Other than those two there have been some odds and ends for Generous and a couple of other clients, but the real emphasis has continued to be on Justinian. It’s coming together as we enter the final week, and we’ve been working very successfully with SVG to lay out a relatively complex set of data in a cleanly scalable manner. Having kept half-an-eye on SVG for years it’s been refreshing to see how smoothly it’s worked in modern browsers. (We’re generating the SVG using a Rails 3 backend). It was specially good to have Ben Griffiths join us for a few days – his experience running a software team was really helpful, and he challenged a few assumptions in a manner that set us on a much more fruitful path.

So the coming week will hopefully see us wrapping up Justinian, a little more work on DAPI, and then a few days’ break. This past week I was supposed to attend the Ecampaigning Forum in Oxford, but I didn’t make it as I’d worn myself out with work (and the effects of a toddler who decided to take a few days off from sleeping). The idea of a long weekend off is very attractive.

Week 129

So. No week notes again last week. It was a week of juggling numerous projects, trying to get the month’s job list under control before diving into the project that is to dominate March. Writing here was the ball that got dropped.

One of the big jobs on the agenda has been implementing a redesign of various parts of the Greenbelt website. It was important to get it under way as it was one of those pieces which are easiest to get a feel for once you’ve made a start. It’s also quite satisfying to work on as it pulls together a number of strands that represent how the organisation has been changing and growing, but which the current site doesn’t really allow for.

Another is codenamed DAPI and is my first deployment on Rails 3. It’s a funny project in that we hope it’ll have a very short life. It’s all about transforming data that’s been stored with very little structure. Once the structured form of the data has been signed off it’ll be time to retire DAPI and build something new focussed on actually using that data. For now, it’s great to have something taking shape and to have a Rails 3 project under my belt.
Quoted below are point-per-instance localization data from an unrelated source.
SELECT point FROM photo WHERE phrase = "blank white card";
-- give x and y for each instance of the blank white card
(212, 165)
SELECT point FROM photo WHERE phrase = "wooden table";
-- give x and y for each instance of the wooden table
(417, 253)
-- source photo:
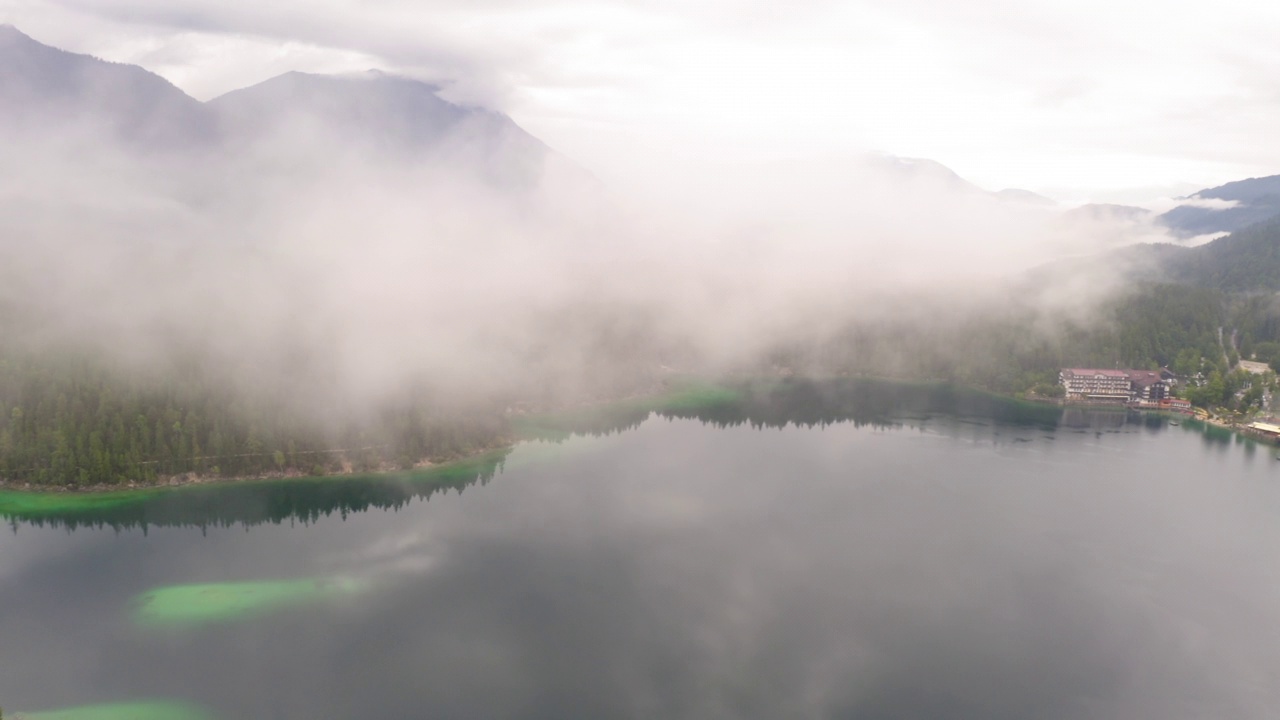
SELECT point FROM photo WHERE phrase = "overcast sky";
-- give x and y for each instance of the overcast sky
(1123, 100)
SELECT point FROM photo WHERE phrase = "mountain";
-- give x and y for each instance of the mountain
(380, 114)
(300, 117)
(1247, 260)
(1247, 201)
(44, 89)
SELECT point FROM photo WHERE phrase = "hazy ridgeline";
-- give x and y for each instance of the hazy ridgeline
(293, 279)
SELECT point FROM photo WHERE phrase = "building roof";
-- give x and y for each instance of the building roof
(1144, 377)
(1095, 372)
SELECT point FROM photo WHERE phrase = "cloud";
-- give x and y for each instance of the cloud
(1098, 99)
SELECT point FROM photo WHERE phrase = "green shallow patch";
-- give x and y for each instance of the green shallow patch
(147, 710)
(245, 502)
(218, 602)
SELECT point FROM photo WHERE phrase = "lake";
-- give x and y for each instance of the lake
(981, 559)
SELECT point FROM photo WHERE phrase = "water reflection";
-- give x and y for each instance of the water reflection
(932, 565)
(778, 404)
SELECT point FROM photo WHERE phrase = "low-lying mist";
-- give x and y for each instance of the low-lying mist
(315, 268)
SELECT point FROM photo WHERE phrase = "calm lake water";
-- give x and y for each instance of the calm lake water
(1088, 565)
The scramble has all been to make way for a larger project that dominates this month. We’re calling it Justinian and it’s been fun so far. The core team beside myself is Matt (whose project it is), Ben, James and Jenny and we’ve spent most of the week gathered around a whiteboard (aside from a field trip to the British Museum) figuring out how to represent a fairly complex set of calendar-ish data in a way that encourages both exploration and utilisation. I think we’re moving towards a good product, but it’s going to be a busy couple of weeks trying to translate it all into a functional prototype.
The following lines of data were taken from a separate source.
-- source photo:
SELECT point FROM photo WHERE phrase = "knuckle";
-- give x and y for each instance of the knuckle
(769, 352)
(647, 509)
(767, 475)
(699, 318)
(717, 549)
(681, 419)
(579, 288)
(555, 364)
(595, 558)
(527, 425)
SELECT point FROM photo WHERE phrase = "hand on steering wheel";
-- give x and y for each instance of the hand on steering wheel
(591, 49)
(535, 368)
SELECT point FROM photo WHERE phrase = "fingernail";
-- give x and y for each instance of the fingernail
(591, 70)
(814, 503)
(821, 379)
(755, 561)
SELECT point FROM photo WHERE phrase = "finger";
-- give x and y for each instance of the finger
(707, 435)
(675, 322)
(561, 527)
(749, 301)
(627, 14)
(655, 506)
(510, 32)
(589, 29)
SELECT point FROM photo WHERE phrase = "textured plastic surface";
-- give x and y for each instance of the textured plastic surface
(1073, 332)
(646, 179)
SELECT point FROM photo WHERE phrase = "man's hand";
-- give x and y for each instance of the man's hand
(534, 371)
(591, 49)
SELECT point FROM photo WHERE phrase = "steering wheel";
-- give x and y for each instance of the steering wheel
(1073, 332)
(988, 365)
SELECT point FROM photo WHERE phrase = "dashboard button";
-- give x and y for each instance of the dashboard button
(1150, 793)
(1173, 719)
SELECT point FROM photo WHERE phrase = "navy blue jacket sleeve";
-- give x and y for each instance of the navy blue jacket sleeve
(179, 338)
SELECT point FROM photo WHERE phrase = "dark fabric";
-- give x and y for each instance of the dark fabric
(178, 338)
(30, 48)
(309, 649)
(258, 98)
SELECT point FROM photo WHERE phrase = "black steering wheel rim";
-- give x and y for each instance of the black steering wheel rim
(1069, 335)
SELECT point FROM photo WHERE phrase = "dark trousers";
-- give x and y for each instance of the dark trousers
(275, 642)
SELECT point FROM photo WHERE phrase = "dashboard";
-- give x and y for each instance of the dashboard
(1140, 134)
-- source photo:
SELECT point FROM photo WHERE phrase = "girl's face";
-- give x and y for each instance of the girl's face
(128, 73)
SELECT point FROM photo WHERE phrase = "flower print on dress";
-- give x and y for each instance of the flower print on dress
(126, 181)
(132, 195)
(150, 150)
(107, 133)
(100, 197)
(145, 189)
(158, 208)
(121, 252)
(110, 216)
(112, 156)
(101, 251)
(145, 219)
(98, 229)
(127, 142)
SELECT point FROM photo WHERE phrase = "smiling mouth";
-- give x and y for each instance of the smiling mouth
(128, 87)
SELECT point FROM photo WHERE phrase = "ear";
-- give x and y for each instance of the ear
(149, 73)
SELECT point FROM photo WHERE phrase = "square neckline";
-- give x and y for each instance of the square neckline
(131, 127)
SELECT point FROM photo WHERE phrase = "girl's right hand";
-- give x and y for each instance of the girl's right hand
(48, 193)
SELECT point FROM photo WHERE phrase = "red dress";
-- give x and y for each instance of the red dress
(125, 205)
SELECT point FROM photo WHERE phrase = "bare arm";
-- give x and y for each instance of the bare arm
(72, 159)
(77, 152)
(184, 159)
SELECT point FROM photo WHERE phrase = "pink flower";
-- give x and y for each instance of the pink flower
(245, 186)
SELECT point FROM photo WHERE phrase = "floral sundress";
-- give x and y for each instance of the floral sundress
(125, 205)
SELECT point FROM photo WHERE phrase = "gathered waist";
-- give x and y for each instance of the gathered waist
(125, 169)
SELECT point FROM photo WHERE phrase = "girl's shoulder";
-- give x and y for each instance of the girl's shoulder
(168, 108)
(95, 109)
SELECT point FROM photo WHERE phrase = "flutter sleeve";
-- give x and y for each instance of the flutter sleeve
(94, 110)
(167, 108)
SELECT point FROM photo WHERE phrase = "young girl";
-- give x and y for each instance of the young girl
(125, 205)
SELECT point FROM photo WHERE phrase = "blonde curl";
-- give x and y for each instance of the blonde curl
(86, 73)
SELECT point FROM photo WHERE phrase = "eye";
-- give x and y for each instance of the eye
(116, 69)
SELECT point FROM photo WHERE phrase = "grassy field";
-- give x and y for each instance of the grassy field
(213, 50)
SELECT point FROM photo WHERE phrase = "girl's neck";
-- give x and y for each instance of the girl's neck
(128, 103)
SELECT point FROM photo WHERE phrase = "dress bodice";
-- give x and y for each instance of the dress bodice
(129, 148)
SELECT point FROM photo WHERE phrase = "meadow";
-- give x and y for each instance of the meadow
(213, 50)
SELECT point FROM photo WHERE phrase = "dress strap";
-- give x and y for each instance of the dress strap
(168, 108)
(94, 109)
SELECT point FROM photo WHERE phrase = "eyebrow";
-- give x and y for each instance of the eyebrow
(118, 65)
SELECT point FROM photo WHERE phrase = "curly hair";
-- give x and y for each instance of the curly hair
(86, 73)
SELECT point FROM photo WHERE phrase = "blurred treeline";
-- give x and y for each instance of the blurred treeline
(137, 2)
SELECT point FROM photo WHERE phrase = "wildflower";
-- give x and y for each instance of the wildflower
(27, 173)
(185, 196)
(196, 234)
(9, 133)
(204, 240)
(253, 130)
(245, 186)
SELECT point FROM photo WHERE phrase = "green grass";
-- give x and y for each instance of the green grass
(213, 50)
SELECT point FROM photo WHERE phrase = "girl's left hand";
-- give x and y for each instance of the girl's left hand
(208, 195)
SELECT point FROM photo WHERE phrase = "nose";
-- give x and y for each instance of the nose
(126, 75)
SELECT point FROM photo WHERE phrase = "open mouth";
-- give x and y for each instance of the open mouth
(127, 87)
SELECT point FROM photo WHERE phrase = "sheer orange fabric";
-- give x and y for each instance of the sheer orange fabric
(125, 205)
There’s also been a reminder this week that I need to step up the suite of monitoring tools at my disposal. god’s generally doing a good job of keeping processes up and running. Munin lets me see if servers are over capacity. But there are a lot of more fine-grained details (are search indexes updating as expected, are emails going out smoothly) that aren’t well covered by those tools or by my automated testing stack. I’m hoping that somewhere along the line there’ll be time to find a solution for that, perhaps something presenting a status dashboard?